Le syndicat, dont la convention collective est échue depuis le 31 décembre 2018, demande donc une réorganisation et une gestion des horaires permettant une meilleure conciliation travail-famille, de même qu’une refonte du code de discipline. Or, l’offre patronale ne répondait pas à ces demandes, dit-il. « L’offre incorporait 80 demandes patronales et ne répondait qu’à 4 demandes syndicales accessoires », a dit M. Murray. Ce n’est pas pour rien que l’offre a été refusée par 1020 débardeurs, soit 99,7 % des votants, avec un taux de participation de 93 %.

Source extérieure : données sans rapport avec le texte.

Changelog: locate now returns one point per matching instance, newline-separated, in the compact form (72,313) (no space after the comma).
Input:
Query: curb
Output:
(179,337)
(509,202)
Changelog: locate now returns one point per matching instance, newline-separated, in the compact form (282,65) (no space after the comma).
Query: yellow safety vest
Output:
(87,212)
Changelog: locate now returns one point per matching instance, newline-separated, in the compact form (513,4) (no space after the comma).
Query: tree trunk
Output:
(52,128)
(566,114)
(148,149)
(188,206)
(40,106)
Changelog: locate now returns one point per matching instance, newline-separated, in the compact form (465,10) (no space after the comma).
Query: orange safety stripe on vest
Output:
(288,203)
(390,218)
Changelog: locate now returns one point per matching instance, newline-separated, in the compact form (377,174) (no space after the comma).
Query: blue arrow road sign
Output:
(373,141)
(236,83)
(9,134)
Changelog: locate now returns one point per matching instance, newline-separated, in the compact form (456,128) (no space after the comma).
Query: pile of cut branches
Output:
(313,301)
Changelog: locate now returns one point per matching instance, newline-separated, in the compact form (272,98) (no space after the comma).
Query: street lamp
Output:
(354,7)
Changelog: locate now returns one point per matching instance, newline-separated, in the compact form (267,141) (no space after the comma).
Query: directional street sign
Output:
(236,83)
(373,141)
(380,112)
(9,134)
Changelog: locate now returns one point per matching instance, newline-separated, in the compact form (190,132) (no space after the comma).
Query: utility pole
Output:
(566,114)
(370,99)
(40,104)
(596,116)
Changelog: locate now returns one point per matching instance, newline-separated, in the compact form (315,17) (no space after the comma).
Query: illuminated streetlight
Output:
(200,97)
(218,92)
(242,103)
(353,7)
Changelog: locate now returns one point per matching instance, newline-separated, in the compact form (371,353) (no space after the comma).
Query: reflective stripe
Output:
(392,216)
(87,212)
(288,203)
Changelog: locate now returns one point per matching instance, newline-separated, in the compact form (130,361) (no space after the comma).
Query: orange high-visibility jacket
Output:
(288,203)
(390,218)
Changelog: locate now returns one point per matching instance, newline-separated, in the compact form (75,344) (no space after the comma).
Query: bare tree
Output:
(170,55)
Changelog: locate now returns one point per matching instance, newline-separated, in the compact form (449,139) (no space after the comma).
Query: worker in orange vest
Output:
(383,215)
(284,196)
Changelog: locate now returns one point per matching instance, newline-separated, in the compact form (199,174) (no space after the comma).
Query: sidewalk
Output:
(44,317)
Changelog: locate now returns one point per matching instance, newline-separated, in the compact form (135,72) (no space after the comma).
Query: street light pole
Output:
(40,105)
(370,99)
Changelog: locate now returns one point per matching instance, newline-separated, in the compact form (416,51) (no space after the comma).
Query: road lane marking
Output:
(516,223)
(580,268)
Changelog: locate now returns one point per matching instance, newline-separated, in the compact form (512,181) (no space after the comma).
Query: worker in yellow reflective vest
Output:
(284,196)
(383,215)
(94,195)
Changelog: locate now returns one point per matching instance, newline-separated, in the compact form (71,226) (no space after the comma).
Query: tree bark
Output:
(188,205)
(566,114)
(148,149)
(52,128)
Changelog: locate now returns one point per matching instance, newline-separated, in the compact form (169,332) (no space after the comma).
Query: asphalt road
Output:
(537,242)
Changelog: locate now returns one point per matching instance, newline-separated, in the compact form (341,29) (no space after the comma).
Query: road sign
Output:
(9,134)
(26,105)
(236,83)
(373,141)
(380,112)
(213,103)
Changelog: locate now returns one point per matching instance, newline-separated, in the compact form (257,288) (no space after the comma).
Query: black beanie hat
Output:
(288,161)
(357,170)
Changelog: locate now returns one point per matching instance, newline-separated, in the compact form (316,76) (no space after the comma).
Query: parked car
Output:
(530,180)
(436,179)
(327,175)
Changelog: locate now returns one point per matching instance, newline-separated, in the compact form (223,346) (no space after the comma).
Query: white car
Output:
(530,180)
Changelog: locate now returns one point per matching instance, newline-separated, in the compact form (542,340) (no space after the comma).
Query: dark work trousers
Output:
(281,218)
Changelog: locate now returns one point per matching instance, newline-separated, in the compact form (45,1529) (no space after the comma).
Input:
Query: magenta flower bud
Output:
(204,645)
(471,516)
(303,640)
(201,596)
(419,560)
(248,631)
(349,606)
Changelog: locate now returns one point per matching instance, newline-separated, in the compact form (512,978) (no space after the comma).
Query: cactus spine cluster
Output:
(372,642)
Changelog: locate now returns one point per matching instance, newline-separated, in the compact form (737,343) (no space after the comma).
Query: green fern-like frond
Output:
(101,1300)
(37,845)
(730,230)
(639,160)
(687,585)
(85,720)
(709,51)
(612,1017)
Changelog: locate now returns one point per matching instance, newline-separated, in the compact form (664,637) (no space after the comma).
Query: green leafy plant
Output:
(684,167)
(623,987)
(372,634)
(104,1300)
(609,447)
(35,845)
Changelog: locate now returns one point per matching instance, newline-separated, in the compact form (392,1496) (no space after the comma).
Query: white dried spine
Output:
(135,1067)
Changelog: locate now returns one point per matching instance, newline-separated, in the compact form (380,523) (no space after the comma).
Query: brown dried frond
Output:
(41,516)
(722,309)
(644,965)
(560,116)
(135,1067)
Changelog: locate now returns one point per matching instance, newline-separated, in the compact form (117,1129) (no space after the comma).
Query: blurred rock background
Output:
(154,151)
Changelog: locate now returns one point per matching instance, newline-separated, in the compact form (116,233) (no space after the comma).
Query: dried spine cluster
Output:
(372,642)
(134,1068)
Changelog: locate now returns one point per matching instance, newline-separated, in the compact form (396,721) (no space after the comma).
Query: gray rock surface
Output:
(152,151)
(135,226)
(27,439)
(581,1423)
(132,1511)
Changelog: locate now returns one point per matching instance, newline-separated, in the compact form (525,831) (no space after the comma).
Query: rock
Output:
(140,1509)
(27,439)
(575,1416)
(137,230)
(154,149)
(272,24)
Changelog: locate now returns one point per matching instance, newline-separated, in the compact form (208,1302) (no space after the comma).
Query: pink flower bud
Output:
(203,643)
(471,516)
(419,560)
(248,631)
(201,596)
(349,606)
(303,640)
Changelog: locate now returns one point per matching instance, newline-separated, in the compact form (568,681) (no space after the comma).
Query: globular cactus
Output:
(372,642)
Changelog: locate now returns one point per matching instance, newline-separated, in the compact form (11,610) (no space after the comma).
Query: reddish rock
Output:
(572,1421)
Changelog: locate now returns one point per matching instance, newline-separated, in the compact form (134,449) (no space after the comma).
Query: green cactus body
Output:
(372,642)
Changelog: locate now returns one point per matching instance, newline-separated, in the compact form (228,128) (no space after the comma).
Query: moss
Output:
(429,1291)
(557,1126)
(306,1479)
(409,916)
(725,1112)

Malgré tout, une grève n’est pas pour bientôt, assure-t-il, même si le syndicat possède un mandat en ce sens. Il a plutôt annoncé sa volonté de continuer à négocier. De son côté, la partie patronale est représentée par l’Association des employeurs maritimes (AEM). « Nous examinons actuellement nos options et notre priorité demeure un règlement dans les plus brefs délais », a indiqué l’AEM, sans vouloir commenter davantage.

Entreprises inquiètes

Devant cette incertitude, les entreprises qui dépendent des exportations et des importations se rongent les ongles. Selon un récent sondage de la Fédération canadienne de l’entreprise indépendante (FCEI), la moitié des chefs de petites et moyennes entreprises estiment qu’une autre grève au Port de Montréal aurait des répercussions négatives sur leur entreprise. Les secteurs du commerce de gros et de détail, de même que l’industrie manufacturière, seraient particulièrement touchés.

« Le gouvernement fédéral doit dire sur la place publique qu’une entente doit être signée bientôt. Il doit dire que le port est une infrastructure incontournable et qu’en pleine pandémie, alors qu’un grand nombre de petites et moyennes entreprises ont été fragilisées et ont des niveaux de revenus plus bas que la normale, la grève n’est pas une option », a déclaré Jasmin Guénette, vice-président des affaires nationales à la FCEI.

 
1,75 million
C’est la quantité de conteneurs qui ont été manutentionnés en 2019 au port de Montréal, pour un total de 40,6 millions de tonnes de marchandises, selon l’Administration portuaire de Montréal.

« Les manufacturiers ne sont pas à la table des négociations, mais on est ceux qui ont le plus à perdre », a réagi Véronique Proulx, présidente-directrice générale des Manufacturiers et exportateurs du Québec. Elle estime que la grève de l’été dernier a eu des répercussions importantes sur les entreprises. « Si on devait se retrouver en situation de grève, c’est sûr qu’on demanderait au gouvernement fédéral d’intervenir avec une loi spéciale », a-t-elle ajouté.

De son côté, le président et chef de la direction du Conseil du patronat, Karl Blackburn, a souligné que des navires ont déjà été détournés vers le port d’Halifax, dans les dernières semaines, en raison des craintes qu’une grève soit déclenchée. Cela aurait déjà des conséquences pour certains fournisseurs.

Pour une part importante des producteurs de soya, celui destiné à la consommation humaine, un arrêt des activités au port serait catastrophique, a pour sa part affirmé Ramzy Yelda, analyste principal des marchés pour les Producteurs de grains du Québec. Ceux-ci font déjà face à une pénurie de conteneurs, et les possibilités pour acheminer autrement leur marchandise vers les marchés asiatiques sont très coûteuses et très limitées, explique M. Yelda.

De son côté, le cabinet de la ministre du Travail du Canada, Filomena Tassi, a affirmé par courriel qu’il suit la situation de près. « L’attente claire de notre gouvernement est que les parties parviennent à un accord le plus rapidement possible. Cela a été clairement indiqué aux parties. Nous aimerions souligner le rôle central du port et sommes conscients que la situation actuelle crée beaucoup d’incertitude dans les chaînes d’approvisionnement, et risque de nuire à notre réputation et à l’économie partout au Canada, particulièrement à Montréal, ainsi qu’au Québec et en Ontario », a commenté son directeur des communications, Lars Wessman.